According to the 2013 study conducted by LDWF, in a controlled setting, results showed that within 19 days of mowing, the salvinia returned with a vengeance.
The study was done off the boat launch at Lake Bistineau State Park in a 4.5-acre area.
Sibley explained that salvinia is 95 percent water. The plant likely will not reproduce by spores alone. It can be reproduced through fragmentation, which means the plant is broken up and continues to grow from those broken pieces.
“It can regenerate by small pieces if that reproductive node is still intact,” he said. “The research, the science says the spores on the plant are sterile. The plant reproduces by vegetative means, so any small fragment can grow into new plants.”
With the mower chuting the pulp back into the water, the pulp sinks to the bottom of the lake.
Sibley says it’s a two-fold battle between the salvinia and the organic buildup. The only way for the salvinia to completely decompose is to allow it to dry out, he said.
The drawdowns create a condition which allows oxygen to reach the organic material at the bottom of the lake to complete decomposition.
Research into another way to get rid of salvinia is currently underway.
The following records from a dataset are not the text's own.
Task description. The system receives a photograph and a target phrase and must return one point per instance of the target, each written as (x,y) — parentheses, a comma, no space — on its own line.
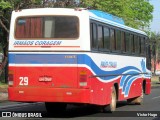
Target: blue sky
(155,24)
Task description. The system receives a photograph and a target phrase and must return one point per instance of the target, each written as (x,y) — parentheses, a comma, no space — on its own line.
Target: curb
(18,105)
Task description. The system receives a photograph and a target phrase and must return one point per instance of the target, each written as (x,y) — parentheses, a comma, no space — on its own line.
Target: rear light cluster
(10,78)
(83,79)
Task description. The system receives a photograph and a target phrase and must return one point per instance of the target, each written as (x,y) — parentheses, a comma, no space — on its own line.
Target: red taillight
(83,79)
(10,78)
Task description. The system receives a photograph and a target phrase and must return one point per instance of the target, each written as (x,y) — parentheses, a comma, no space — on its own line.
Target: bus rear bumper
(37,94)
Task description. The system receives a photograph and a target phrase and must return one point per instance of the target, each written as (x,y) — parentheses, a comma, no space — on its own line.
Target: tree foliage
(136,13)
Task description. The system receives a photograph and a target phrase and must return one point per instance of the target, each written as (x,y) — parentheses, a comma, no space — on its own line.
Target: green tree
(136,13)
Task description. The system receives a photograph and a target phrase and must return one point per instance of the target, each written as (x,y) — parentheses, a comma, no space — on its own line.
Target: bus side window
(100,37)
(113,41)
(123,42)
(127,41)
(106,39)
(118,40)
(142,45)
(137,45)
(132,44)
(94,36)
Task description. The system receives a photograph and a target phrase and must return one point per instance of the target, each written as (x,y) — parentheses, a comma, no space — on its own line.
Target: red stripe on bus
(51,46)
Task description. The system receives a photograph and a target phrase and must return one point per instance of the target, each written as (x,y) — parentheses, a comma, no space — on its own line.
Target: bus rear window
(58,27)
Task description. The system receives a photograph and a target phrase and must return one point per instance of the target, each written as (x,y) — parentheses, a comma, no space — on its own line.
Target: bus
(63,56)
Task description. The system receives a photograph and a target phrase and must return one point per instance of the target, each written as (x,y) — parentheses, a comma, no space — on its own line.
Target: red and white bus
(66,56)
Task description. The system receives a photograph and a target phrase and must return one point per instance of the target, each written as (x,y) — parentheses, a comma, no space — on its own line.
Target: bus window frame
(30,16)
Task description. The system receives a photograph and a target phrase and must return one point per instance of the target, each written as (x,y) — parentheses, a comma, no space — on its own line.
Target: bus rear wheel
(137,100)
(55,107)
(112,106)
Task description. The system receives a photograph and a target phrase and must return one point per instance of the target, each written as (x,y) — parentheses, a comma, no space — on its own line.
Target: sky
(155,24)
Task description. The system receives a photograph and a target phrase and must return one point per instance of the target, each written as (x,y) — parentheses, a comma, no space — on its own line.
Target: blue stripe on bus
(125,81)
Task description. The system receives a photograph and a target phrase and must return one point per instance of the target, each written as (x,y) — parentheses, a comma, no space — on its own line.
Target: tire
(137,100)
(55,107)
(112,106)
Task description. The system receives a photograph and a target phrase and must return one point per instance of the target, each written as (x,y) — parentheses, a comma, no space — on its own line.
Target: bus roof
(93,14)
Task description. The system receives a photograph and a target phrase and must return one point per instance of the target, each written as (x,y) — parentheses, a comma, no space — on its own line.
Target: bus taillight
(83,79)
(10,78)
A couple that lives on Lake Bistineau has purchased a barge they are turning into a salvinia harvester. The idea is to pull the entire plant out of the lake, deposit it onto a barge, and then haul it somewhere to dry out and decompose.
Weldon Thomas says they will have a barge in which to deposit the harvested salvinia beside the harvester.
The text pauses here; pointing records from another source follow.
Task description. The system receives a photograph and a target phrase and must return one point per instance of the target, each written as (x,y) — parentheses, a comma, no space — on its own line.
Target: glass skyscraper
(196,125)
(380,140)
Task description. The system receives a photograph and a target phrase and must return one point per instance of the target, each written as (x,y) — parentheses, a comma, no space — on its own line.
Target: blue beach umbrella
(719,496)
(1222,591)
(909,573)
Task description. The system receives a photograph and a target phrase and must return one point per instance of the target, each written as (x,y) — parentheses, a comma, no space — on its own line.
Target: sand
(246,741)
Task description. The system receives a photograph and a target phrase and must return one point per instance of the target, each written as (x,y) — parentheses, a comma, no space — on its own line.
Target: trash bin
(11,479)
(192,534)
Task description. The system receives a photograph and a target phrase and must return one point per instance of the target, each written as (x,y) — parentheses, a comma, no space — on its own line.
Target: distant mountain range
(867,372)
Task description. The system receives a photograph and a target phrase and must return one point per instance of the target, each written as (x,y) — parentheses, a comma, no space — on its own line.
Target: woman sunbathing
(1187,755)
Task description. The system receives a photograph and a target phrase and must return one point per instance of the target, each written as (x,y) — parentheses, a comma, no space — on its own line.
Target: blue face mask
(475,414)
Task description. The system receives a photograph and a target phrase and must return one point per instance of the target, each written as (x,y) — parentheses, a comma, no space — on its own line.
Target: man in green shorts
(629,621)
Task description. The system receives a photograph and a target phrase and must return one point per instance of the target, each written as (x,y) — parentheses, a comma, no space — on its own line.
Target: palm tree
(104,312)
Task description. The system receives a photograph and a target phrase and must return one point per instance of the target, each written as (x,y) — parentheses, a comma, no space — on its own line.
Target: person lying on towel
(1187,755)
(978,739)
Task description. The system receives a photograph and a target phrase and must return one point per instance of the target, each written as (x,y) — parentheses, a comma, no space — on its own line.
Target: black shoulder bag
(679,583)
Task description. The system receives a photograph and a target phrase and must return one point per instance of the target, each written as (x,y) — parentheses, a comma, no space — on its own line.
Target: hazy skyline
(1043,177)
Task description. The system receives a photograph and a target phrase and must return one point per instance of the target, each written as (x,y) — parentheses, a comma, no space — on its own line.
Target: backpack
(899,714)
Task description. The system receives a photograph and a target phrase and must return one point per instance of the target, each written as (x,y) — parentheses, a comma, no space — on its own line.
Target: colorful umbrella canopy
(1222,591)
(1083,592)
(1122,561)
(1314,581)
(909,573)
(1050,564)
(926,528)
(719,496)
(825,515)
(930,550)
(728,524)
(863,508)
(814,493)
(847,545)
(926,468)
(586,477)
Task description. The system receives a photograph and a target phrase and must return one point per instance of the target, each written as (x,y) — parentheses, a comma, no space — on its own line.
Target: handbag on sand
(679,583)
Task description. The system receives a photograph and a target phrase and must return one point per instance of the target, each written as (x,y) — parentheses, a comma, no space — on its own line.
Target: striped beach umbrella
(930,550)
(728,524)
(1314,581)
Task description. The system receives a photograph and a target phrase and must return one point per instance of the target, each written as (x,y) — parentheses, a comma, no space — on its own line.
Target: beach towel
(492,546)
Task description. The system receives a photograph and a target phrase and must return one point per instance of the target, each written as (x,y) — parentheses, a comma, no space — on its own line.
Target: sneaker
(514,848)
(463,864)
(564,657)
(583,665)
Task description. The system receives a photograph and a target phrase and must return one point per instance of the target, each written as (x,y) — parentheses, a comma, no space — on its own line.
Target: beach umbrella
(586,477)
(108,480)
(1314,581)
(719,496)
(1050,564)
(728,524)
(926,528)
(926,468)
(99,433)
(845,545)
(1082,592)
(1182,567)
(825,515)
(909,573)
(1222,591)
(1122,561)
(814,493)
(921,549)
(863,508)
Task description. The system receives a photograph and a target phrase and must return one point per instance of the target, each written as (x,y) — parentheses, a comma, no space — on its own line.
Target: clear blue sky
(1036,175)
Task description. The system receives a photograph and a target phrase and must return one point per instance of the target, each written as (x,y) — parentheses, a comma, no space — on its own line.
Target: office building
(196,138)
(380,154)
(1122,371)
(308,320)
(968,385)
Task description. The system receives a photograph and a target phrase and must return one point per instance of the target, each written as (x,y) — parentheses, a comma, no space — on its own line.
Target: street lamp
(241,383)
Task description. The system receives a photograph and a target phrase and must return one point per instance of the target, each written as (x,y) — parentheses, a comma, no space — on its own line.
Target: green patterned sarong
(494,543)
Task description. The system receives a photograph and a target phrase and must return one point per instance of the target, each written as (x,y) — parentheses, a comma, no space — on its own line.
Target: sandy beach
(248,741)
“We will have a barge pulled up to the side of us, so when one gets full, it will take off and another one is pulled up beside us,” he said.
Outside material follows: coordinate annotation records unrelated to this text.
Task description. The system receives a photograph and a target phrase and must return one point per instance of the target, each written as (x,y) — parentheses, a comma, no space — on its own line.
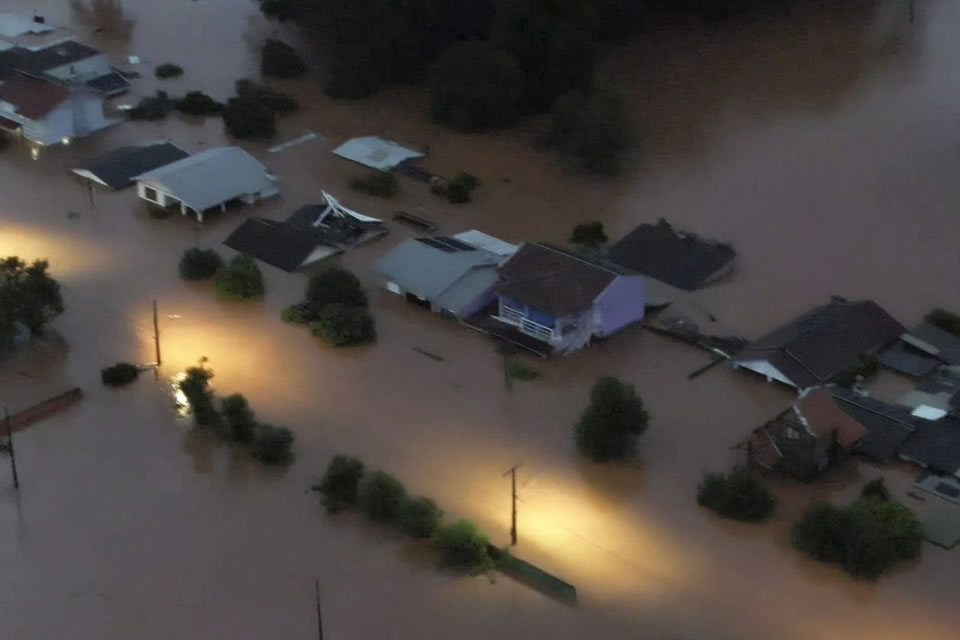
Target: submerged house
(208,181)
(807,438)
(823,343)
(553,301)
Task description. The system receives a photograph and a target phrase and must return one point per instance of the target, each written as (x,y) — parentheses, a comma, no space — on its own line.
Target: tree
(610,424)
(29,298)
(590,131)
(280,60)
(342,326)
(199,264)
(241,280)
(474,86)
(382,497)
(339,485)
(588,235)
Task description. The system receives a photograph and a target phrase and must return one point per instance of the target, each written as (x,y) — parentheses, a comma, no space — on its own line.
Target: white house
(47,113)
(209,180)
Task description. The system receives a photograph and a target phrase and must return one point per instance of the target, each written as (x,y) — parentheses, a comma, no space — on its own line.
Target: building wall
(621,304)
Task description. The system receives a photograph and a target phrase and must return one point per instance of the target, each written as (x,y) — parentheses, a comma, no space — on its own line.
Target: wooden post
(13,455)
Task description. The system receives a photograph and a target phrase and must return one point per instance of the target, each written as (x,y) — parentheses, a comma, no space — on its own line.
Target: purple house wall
(622,303)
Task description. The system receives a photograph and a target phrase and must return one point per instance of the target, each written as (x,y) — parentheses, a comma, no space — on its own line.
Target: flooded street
(826,150)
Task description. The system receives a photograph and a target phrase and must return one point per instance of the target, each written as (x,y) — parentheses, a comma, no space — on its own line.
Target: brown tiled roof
(552,280)
(33,98)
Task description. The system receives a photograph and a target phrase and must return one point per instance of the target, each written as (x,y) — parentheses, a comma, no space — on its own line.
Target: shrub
(461,546)
(341,326)
(199,264)
(334,286)
(946,320)
(381,184)
(740,495)
(382,497)
(197,103)
(610,424)
(241,280)
(168,70)
(119,374)
(339,485)
(419,517)
(272,445)
(281,60)
(238,419)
Private property has been donated as a final place to deposit the salvinia.
Sibley says no matter what is done, salvinia has been a difficult plant to kill and control.
“Its growth potential is its greatest strength,” Sibley said. “Whatever you do to control it today, in a short period of time, it has recovered. The larger area you are trying to control, with this plant, the more difficult it becomes to control.”
The goal by all parties remains the same: control the salvinia so that everyone can enjoy the lake.